ComCast is not an Internet connection

Comcast should be prosecuted for false advertising. They advertise high speed Internet, but what they sell is high-speed web and some other Internet-based content delivery.

Yesterday, my primary Internet connection went down, apparently due to a physical problem with the line. Even though I pay $85/month for Internet access (for 3Mbit downloads), I only get the same consumer response time to investigate the problem (8 hour window the following day).

Since my main mail server is now hosted here at my residence, I could not afford the 36-hour downtime, so I moved my server over to my backup ComCast service. I put the server behind a router, set it up as the DMZ host, reconfigured my DNS settings and thought I was done.

Turns out that's not the case. Because ComCast blocks CIFS, I had to remote to all of the client computers (everybody who uses jaraco.com for their e-mail) and reconfigure the Outlook clients to use RPC over HTTPS.

Then, e-mail was coming in nicely, and the clients could connect. Still, all was not well.

Turns out outgoing e-mails were being blocked by blocklists, causing the recipient servers to reject delivery outright. All Comcast addresses are on blocklists because they're considered consumer-grade addresses, and mail should not be delivered from these addresses. Note that although this problem is created by the industry, it's fully supported and encouraged by Comcast, whose policies explicitly forbid "servers".

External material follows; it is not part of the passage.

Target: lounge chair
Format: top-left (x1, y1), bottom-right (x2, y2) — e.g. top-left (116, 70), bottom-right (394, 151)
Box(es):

So, I took advantage of a sendmail server I had lying around. I opened up the firewall to port 25, reconfigured the service to bind to all interfaces and not just localhost, and enabled relaying from my mail server. I then reconfigured my mail server to send all outgoing mail through the relay. Because that server is hosted at a datacenter somewhere in Florida, e-mail servers allow mail from it.

Still some things don't work, but at least mail is working again (although it's dependent on the relay server).

By the end of the day, I hope to undo all of this and revert to my previous configuration. What a waste of a day.